Implementing a WCF service firewall part I of N

One of the SOA patterns I already described is the Service Firewall. The idea behind the service firewall is to have an intermidiator between the actual service and callers and inspect in an applicative level incoming and outgoing messages.

Anyway, while I documented the pattern as a security one, I am actually going to implement it for another purpose - a saga filter.
In our implementation of EventBroker I made the design decision to have services expose regular WCF contract. i.e. services can communicate with each other directly and not just via eventing. This design decision is there to allow both interaction with non WCF services and to allow flexibility for multiple message exchange pattern (where events are not the best choice).
Another design decision we have is that we have two types of services. Servers and Channels. Servers handle multiple sessions and are (relatively) heavy to write. Channels on the other hand are light-weight services that  are stateful and dedicated for a specific session. Naturally there are a lot of instances of channels to allow supporting multiple sessions (and there are infrastructure bits to allow allocations and propagate liveliness etc. but that's another story).

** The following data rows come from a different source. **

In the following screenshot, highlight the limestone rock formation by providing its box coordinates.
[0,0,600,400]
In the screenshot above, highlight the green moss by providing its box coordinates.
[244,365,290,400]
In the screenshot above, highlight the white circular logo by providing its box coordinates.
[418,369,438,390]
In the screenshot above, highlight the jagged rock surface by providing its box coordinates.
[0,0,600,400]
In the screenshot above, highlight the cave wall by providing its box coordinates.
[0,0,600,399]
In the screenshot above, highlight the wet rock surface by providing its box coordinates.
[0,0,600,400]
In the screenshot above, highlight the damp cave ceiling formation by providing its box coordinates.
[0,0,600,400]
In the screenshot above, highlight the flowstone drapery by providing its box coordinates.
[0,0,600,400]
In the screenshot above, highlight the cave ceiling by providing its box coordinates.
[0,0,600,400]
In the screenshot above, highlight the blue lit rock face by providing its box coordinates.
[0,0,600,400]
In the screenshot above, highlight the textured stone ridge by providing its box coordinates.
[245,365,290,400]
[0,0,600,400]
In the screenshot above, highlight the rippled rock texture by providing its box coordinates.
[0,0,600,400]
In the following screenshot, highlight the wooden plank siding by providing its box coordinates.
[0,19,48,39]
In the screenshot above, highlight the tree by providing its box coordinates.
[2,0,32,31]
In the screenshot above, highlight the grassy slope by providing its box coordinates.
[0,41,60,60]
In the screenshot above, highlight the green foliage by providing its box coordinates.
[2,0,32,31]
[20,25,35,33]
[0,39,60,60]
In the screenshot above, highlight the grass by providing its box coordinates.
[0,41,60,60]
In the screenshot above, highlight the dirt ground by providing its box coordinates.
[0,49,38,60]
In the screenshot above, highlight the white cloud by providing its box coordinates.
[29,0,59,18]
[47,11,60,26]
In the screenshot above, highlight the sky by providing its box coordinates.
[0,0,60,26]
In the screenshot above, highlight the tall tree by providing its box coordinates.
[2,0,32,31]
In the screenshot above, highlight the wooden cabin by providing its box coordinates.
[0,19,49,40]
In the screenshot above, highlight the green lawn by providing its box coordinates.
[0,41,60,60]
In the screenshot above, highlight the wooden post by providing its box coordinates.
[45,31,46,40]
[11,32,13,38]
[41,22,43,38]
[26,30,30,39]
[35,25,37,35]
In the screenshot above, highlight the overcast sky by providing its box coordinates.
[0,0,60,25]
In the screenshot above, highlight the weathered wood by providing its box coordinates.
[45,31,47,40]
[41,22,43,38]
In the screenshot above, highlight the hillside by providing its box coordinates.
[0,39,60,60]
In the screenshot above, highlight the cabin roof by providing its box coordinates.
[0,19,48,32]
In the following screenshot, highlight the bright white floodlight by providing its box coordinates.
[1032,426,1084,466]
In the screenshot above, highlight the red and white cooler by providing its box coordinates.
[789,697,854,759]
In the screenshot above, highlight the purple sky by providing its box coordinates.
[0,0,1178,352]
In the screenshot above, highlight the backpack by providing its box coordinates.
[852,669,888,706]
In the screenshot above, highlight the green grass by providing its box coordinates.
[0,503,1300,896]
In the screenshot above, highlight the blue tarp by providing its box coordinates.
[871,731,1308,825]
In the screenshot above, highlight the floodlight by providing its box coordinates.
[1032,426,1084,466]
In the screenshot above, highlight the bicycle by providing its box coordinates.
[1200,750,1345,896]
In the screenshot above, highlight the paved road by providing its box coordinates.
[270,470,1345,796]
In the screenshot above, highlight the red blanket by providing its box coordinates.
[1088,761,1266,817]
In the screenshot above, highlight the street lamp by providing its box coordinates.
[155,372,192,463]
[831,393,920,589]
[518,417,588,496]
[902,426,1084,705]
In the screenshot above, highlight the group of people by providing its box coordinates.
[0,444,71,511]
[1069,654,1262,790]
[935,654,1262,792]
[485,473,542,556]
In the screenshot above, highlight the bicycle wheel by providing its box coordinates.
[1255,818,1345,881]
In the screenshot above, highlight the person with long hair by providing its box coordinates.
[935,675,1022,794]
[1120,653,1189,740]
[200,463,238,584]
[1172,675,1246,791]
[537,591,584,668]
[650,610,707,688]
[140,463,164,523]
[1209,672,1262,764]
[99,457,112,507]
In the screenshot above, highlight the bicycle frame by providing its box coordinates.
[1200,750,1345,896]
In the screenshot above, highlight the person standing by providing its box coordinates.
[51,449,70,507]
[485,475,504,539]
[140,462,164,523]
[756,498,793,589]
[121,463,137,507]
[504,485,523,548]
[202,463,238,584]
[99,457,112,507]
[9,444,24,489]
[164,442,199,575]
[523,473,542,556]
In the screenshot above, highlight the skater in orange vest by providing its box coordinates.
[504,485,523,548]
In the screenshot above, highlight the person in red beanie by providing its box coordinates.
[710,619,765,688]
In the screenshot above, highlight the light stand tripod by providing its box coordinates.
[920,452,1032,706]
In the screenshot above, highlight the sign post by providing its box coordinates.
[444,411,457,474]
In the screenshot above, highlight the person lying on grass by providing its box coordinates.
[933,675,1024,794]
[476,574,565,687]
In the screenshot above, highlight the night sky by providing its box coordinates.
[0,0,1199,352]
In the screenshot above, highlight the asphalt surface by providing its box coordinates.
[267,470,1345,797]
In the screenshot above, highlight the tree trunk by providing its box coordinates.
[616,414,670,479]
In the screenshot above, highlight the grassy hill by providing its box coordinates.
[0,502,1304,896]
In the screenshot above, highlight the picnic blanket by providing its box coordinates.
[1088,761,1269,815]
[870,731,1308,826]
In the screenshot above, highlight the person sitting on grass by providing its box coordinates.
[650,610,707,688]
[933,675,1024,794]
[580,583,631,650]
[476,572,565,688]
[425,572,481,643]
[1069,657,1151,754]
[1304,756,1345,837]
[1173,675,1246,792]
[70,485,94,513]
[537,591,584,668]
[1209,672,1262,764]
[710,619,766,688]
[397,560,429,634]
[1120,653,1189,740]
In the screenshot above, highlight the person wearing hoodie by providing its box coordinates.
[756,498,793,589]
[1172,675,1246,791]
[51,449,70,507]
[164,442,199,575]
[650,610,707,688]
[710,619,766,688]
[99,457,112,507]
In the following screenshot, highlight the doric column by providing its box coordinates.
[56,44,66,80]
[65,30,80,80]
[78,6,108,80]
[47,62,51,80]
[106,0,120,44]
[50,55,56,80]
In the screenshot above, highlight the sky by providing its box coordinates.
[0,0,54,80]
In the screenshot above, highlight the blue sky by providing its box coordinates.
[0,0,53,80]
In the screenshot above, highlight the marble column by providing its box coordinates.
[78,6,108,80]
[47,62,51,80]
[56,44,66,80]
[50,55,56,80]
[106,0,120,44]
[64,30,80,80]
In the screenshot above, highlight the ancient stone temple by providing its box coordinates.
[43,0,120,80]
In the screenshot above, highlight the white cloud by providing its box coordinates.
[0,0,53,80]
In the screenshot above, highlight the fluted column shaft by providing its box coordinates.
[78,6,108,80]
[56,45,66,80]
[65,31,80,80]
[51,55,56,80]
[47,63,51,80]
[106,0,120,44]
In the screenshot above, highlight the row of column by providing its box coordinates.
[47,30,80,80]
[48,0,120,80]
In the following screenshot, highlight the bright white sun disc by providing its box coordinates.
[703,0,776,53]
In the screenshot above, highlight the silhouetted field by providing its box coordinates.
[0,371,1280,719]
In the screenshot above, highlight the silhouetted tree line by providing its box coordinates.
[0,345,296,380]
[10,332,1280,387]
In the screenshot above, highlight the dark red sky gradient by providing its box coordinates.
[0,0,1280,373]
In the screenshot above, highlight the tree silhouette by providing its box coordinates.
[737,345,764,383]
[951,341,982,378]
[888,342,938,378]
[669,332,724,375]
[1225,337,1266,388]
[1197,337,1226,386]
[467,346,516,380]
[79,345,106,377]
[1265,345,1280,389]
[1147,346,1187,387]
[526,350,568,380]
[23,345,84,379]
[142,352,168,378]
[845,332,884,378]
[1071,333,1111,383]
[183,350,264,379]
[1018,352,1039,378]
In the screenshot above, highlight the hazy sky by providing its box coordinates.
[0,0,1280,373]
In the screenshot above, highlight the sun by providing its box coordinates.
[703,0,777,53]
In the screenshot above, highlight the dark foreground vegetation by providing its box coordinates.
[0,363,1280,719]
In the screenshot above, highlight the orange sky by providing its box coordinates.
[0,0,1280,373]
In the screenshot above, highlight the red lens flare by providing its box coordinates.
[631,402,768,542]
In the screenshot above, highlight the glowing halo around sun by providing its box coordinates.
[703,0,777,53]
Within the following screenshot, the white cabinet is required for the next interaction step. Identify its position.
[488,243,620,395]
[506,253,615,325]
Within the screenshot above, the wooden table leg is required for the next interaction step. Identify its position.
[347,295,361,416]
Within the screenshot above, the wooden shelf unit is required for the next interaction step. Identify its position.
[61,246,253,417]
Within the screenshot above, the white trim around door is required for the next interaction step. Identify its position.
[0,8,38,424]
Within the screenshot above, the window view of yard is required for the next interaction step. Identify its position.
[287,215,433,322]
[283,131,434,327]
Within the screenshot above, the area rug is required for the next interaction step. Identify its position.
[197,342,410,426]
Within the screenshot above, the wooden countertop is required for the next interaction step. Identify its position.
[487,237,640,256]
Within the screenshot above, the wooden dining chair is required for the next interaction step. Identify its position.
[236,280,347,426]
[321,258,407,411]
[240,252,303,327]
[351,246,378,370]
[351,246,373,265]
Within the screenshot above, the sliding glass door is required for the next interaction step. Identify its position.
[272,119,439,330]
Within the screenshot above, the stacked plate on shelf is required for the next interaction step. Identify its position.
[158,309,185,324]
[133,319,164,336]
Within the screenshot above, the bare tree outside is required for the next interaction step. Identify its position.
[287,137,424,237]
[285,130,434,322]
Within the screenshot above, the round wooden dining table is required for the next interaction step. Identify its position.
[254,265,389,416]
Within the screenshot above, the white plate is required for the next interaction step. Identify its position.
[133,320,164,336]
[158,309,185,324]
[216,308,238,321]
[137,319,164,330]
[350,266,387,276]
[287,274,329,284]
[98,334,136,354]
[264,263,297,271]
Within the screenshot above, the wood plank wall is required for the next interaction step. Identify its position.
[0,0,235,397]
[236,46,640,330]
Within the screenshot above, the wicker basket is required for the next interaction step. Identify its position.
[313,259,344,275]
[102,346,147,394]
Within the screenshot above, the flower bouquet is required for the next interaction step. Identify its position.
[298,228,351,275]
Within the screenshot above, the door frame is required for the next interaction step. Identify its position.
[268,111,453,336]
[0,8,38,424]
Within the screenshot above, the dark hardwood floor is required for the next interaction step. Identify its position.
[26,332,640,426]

Channels have several benefits like increasing the systems capabilities to cope with failure (if a channel is down only the session it supported fails). One of the benefits of Channels is simple coding model. The Channel is dedicated to a session (typically a saga) and thus it doesn't have to handle all the routing of messages to sagas etc. that Servers have to cope with. This is where the Service Firewall comes to play.
In order to keep channels' code simple "someone" has to make sure the channel doesn't get messages that are not related to the saga it is part of. Otherwise the Channel will have to know about its current active saga and filter messages by itself - which kind of misses the point.
Making sure other services will not send messages while not in saga etc. will only take us so far (you know - latencies and stuff). A service firewall will let us intercept the messages before they reach the service and only allow the messages related to an active saga to pass through (while maintaining the benefits of direct contracts).

WCF has a rich extensibility model (see figure from MSDN below). This series will show how you can use some of these extension points to implement a service firewall and achieve the goal depicted above.  I hope you'd find it interesting.